Mis à jour le 1er mai 2011
Vincent Brousseau-Pouliot LA PRESSE

«Depuis qu'on m'a propulsée dans cette campagne, j'ai eu la franchise d'avouer que le Bloc québécois était ma préférence. J'ai toujours le Bloc québécois dans mon coeur parce que le Bloc québécois a mes intérêts à coeur. Le Bloc défend les intérêts du Québec en premier. Quel autre chef peut se vanter de ça? Je me rappelle que les conservateurs, les libéraux et les néo-démocrates ont voté contre une proposition du Bloc pour réformer l'assurance-chômage », a dit Muguette Paillé lors d'un discours à l'occasion d'un rassemblement bloquiste dans le comté de Berthier-Maskinongé, où elle accompagnait Gilles Duceppe et Pauline Marois.

Ne manquant pas d'assurance durant son discours, la vedette du débat des chefs a envoyé un jab au chef néo-démocrate Jack Layton. Pas un mot toutefois sur le chef libéral Michael Ignatieff, qui a prononcé son nom le plus souvent lors du débat. «Ne votez pas selon la saveur du jour néo-démocrate, ne votez pas selon des sondages à qui on peut faire dire n'importe quoi, votez selon votre gros bon sens et le gros bon sens pour le Québec, c'est le Bloc», dit Mme Paillé.

La femme de Sainte-Angèle-de-Prémont, un village de la Mauricie, n'a pas trouvé d'emploi permanent depuis le débat des chefs. Elle signe une chronique dans le Journal de Montréal. «C'est déjà un départ, dit-elle. On m'a offert une belle opportunité, je l'ai prise. J'ai eu deux offres d'emploi, je remercie ces entrepreneurs, mais elles ne correspondaient pas à mes qualifications ni à mes intérêts.»
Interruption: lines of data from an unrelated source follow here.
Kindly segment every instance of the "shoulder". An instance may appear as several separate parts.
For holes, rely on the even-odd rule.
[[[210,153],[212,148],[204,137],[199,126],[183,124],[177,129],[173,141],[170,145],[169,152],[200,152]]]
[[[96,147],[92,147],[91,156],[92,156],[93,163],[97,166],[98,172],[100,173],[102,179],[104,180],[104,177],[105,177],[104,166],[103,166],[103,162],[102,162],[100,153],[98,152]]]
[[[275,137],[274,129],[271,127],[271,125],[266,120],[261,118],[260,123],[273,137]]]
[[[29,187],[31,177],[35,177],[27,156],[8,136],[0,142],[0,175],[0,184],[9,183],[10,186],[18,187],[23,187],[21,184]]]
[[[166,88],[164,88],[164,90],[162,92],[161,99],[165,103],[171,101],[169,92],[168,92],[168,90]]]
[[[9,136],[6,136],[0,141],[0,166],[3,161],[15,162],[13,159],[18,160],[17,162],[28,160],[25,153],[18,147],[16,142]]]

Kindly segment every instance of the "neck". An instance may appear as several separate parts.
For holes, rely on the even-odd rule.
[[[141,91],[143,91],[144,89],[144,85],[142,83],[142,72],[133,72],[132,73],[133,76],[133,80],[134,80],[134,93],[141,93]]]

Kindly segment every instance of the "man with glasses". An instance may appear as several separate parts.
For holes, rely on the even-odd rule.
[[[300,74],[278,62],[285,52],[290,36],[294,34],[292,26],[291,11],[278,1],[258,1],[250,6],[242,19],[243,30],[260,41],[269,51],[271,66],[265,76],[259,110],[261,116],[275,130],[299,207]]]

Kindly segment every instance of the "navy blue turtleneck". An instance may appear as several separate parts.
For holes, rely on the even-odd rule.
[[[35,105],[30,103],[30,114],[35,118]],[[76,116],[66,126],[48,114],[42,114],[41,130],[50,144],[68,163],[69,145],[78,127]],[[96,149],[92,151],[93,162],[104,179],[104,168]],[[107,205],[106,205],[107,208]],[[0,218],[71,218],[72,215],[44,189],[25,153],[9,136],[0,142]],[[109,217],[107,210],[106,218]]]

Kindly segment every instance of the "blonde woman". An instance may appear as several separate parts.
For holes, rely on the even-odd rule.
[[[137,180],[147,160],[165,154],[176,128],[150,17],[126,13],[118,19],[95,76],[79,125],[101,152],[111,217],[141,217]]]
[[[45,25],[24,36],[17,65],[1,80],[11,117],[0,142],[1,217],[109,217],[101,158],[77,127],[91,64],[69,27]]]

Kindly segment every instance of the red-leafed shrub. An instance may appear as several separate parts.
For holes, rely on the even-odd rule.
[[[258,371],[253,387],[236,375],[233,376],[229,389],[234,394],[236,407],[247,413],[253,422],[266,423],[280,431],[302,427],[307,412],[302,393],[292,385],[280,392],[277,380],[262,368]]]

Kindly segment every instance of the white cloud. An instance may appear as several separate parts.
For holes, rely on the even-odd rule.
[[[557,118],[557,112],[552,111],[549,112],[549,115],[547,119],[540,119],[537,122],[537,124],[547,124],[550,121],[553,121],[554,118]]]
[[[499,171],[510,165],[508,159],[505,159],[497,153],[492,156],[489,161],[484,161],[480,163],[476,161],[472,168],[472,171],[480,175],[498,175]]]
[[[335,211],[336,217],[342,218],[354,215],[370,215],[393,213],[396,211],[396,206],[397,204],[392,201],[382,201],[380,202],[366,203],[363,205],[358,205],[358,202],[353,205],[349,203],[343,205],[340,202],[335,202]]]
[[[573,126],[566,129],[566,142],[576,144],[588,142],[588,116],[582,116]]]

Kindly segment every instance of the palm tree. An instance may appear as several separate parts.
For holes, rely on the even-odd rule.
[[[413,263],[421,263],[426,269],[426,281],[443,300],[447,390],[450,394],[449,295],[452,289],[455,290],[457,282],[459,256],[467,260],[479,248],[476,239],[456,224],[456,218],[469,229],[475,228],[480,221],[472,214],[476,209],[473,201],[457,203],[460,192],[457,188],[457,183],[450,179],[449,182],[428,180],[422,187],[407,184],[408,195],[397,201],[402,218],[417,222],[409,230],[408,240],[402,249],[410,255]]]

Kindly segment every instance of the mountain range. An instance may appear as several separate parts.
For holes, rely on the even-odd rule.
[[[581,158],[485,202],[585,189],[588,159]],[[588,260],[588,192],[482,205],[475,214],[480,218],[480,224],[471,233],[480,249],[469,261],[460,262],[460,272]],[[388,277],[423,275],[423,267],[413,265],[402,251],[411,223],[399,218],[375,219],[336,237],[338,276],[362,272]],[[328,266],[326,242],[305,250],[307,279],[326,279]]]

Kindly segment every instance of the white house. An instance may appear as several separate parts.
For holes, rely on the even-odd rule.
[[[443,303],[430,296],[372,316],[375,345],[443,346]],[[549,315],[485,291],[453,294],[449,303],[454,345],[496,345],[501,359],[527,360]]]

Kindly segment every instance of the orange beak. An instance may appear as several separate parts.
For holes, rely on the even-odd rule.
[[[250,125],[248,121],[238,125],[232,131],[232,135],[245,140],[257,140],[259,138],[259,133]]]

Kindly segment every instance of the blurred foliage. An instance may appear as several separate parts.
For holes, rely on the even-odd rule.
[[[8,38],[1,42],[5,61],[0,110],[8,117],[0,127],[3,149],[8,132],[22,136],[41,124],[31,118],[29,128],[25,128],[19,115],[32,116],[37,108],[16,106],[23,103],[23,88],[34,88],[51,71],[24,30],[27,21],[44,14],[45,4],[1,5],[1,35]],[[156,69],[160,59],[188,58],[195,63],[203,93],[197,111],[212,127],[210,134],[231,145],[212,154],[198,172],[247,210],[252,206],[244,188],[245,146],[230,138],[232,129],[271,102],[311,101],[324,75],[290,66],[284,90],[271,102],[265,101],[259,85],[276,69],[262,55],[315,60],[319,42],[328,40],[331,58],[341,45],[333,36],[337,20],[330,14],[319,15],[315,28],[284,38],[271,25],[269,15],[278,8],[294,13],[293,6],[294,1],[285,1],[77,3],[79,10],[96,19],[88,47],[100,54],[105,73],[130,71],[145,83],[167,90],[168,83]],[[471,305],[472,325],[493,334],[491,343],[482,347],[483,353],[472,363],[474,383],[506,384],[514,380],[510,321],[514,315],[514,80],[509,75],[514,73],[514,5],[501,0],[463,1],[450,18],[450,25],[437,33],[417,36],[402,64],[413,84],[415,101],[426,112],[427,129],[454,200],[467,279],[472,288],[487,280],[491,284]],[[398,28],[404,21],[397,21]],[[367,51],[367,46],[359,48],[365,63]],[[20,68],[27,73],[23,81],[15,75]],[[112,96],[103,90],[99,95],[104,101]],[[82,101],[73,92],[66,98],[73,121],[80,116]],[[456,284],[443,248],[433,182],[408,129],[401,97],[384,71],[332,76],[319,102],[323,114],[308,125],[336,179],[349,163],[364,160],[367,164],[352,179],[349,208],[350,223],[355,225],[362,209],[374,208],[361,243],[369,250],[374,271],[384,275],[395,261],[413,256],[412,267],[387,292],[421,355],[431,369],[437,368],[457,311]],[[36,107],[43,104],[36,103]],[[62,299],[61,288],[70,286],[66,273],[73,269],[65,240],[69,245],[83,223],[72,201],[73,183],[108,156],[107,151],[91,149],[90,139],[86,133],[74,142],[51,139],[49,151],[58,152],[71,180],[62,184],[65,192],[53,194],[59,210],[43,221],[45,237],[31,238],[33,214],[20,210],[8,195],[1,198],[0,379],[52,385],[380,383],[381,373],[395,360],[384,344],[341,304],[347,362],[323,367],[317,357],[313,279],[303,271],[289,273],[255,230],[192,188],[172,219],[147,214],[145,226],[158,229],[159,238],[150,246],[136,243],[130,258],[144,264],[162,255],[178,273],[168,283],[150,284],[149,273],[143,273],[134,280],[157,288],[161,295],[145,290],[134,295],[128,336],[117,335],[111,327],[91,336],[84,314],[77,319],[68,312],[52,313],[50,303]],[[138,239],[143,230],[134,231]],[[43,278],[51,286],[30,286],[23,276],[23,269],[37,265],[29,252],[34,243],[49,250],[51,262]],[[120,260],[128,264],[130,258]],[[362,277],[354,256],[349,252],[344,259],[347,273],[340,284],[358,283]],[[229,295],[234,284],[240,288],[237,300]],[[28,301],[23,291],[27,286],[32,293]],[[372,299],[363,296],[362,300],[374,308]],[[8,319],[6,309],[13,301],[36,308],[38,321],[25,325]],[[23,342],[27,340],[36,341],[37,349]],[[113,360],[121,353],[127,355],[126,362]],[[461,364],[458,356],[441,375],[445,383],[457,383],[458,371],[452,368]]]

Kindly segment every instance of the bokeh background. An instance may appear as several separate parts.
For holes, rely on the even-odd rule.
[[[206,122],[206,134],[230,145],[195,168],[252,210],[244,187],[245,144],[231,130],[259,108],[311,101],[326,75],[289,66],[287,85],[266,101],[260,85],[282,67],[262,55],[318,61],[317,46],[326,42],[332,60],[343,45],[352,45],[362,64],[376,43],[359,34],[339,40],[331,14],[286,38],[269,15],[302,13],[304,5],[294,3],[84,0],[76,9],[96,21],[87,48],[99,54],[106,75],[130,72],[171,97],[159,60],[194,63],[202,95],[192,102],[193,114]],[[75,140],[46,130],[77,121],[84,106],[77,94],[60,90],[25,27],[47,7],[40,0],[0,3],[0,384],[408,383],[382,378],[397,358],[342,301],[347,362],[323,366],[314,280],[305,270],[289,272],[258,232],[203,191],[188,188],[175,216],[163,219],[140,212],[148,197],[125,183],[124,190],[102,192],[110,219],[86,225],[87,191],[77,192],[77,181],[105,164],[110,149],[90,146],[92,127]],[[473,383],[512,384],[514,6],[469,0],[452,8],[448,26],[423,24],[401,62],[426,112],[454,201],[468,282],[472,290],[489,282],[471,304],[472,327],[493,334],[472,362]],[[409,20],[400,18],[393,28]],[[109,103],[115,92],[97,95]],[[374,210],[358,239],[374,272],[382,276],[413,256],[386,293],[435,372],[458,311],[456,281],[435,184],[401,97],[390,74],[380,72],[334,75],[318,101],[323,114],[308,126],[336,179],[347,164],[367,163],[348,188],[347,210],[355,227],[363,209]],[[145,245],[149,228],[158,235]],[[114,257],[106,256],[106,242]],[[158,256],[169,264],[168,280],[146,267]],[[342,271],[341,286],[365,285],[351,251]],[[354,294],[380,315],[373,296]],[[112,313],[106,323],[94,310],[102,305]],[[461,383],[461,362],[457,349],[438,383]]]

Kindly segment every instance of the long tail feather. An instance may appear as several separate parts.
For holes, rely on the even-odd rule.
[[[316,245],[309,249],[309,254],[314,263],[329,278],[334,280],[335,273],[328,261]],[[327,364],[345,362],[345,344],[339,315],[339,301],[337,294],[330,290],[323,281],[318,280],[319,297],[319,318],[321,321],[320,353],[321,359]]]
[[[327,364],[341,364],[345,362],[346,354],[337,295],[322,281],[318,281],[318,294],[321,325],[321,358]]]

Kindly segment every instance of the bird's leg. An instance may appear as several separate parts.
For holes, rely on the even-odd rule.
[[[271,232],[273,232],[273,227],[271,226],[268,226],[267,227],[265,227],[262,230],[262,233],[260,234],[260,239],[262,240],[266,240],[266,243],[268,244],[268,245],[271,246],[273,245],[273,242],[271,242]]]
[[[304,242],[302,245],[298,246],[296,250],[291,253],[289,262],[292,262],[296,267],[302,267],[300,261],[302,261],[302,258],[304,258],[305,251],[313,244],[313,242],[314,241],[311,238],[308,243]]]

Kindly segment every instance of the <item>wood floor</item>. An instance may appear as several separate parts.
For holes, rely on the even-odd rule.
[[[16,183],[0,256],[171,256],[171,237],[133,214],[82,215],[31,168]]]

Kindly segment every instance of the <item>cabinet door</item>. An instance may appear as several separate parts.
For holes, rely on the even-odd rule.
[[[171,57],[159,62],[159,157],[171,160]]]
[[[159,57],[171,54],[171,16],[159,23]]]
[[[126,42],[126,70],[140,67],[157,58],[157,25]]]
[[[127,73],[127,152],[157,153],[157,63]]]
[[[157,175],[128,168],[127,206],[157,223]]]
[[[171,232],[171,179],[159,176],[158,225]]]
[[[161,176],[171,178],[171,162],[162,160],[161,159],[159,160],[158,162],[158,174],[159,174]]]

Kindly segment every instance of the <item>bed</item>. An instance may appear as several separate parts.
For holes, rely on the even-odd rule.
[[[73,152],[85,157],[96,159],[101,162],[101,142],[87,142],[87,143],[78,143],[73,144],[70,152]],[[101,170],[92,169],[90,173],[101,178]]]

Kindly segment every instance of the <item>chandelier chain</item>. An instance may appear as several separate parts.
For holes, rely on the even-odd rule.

Muguette Paillé, qui se dit souverainiste, n'écarte pas la possibilité de se présenter pour le PQ ou le Bloc aux prochaines élections. «J'aurais peut-être de la facilité là-dedans car je me suis toujours intéressée à la politique, dit-elle. Si le Bloc avait besoin de moi, je ne dirais pas non. Pour la scène provinciale aussi.»